For the 12 months ended December 31, 2021, we incurred $2.1 million in R&D expenses, as compared to $3.7 million for the comparable period in 2020.

 

Of these expenses, all $2.1 million for 2021 and roughly $3.5 million for 2020 are costs associated with research relating to our biotech and agtech businesses. Of these costs in 2021, $1.0 million is for salary related cost, a decrease of approximately $1.0 million from the prior year. The decrease is fully explained by lower stock related compensation costs. Third party research and development spending of $1.7 million was essentially unchanged from the prior year. For the year ending December 31, 2021, the Company recognized a reduction in gross research and development spending to account for the amortization of the spending obligation created through the complete funding of the Participation Agreements. (See Note 9: Deferred R&D Obligations - Participation Agreements)

 

 

 

December 31,

 

 

December 31,

 

 

 

2021

 

 

2020

 

Labor and other internal expenses

 

$1,018,044

 

 

$2,045,501

 

External research expenses

 

 

1,657,386

 

 

 

1,709,412

 

Total gross R&D expenses

 

 

2,675,430

 

 

 

3,754,913

 

Less contra-expense for amortization of deferred R&D obligation – participation agreements

 

 

(555,746)

 

 

-

 

Net R&D expenses

 

$2,119,684

 

 

$3,754,913

 

 

Subject to the availability of funding, we expect our R&D costs to grow as we work to complete the research in the development of natural bioactive compounds for use as dietary supplements and food ingredients, as well as biologics for medicinal and pharmaceutical applications in humans and animals. The Company’s scientific efforts are focused on the metabolic aspects of oxidation and inflammation, with a parallel program to validate and license products for healthy immune response.

 

With respect to our Wellmetrix business, we incurred $-0- and $146,000 in R&D expenses for the 12 months ended December 31, 2021 and 2020, respectively. The decrease of $146,000 from the prior period is due to terminating of all Wellmetrix projects for R&D. As noted above, the Company has halted active product development and instead is focusing on prospective out-licensing of the existing IP, consisting of a patent and several patents pending

 

Liquidity and Capital Resources

 

Historical Capital Resources

 

As of December 31, 2021, our principal source of liquidity consisted of cash deposits of $8.9 million.

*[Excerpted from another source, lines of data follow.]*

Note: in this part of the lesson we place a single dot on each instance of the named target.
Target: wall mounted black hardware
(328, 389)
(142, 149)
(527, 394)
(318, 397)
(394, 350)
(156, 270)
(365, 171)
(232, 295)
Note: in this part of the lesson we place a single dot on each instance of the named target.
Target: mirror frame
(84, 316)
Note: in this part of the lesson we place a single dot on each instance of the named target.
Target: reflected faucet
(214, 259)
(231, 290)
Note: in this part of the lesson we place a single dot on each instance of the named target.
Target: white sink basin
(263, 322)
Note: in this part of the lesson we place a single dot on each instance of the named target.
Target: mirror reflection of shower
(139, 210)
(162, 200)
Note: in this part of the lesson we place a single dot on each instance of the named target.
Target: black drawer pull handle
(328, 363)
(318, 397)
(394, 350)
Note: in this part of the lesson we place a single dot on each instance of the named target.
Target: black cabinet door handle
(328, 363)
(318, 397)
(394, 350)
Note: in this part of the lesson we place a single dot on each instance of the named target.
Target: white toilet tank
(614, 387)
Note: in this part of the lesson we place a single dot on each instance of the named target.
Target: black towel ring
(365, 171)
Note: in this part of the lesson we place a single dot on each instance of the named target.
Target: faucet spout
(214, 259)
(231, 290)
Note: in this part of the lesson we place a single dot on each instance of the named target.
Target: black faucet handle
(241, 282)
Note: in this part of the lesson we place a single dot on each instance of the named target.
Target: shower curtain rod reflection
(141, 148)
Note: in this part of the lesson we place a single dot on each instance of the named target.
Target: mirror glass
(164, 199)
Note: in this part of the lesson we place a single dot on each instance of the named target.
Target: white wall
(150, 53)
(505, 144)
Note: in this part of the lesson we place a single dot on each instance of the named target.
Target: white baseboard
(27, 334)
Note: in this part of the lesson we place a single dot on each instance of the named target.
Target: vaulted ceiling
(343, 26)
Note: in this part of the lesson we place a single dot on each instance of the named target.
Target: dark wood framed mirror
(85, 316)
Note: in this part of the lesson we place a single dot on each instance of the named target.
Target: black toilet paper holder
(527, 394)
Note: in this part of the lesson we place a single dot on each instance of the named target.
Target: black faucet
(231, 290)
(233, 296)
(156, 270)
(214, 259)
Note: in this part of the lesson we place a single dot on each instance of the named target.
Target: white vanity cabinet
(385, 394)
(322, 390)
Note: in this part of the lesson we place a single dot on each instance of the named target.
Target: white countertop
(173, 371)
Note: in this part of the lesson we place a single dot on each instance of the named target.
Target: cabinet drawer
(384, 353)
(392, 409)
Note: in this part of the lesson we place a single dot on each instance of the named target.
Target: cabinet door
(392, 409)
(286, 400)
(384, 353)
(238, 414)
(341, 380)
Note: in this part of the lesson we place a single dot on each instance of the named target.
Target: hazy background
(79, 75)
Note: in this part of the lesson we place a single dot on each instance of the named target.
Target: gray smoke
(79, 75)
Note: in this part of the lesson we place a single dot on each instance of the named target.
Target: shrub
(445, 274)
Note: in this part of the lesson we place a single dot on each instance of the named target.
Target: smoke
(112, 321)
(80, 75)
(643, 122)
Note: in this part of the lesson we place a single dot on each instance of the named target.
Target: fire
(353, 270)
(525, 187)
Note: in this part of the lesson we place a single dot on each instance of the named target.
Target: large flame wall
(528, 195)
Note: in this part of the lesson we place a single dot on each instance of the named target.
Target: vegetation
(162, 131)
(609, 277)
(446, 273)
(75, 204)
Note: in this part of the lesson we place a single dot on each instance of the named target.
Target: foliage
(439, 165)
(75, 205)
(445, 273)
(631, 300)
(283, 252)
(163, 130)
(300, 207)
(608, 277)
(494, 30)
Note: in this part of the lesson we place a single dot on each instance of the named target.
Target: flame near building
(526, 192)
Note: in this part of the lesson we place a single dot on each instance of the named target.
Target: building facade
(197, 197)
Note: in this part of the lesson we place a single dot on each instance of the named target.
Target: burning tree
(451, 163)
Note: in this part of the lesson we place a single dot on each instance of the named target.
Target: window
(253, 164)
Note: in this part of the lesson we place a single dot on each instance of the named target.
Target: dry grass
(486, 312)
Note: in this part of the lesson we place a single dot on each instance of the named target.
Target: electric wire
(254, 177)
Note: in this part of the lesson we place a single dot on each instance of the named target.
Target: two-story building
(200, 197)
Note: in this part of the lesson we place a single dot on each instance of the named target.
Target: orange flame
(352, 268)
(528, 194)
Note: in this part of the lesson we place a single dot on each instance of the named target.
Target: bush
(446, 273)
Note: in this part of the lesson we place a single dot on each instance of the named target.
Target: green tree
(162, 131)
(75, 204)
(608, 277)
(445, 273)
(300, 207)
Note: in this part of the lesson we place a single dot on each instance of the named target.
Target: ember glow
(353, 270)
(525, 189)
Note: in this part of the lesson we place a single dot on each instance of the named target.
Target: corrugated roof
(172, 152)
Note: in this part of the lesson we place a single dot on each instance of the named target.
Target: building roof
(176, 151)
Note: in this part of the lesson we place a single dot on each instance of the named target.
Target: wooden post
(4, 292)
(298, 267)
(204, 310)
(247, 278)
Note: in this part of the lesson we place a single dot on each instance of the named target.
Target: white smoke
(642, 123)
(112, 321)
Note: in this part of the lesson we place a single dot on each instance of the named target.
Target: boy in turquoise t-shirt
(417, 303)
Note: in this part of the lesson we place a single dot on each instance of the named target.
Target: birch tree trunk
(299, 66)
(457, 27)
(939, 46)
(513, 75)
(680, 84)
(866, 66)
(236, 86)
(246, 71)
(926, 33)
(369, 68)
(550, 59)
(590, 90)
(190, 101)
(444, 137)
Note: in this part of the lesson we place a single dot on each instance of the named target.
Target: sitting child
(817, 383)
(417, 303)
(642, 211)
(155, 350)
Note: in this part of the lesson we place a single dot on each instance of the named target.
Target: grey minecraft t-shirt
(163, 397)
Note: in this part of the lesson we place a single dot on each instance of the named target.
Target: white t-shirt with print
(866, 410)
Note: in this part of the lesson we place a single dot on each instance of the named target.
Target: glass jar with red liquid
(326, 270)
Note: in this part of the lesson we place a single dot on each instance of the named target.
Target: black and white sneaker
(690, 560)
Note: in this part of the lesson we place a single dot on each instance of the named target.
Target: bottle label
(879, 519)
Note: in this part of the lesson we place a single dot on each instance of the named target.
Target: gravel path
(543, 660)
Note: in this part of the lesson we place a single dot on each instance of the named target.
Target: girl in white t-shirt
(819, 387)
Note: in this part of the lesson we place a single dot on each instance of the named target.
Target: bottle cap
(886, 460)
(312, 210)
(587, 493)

We expect to continue to incur significant expenses and increasing operating and net losses for the foreseeable future until and unless we generate an adequate level of revenue from potential commercial sales to cover expenses.

 

We anticipate that our expenses will increase substantially as we develop and seek to commercialize our product candidates and continue to pursue pre-clinical and clinical trials, seek regulatory approvals, manufacture product candidates, hire additional staff, add operational, financial and management systems and continue to operate as a public company.

 

Our source of cash to date has been proceeds from the issuances of notes, common stock with and without warrants and unsecured loans, and the entry into Participation Agreements, the terms of which are further described below. See also “—Funding Requirements and Outlook” below.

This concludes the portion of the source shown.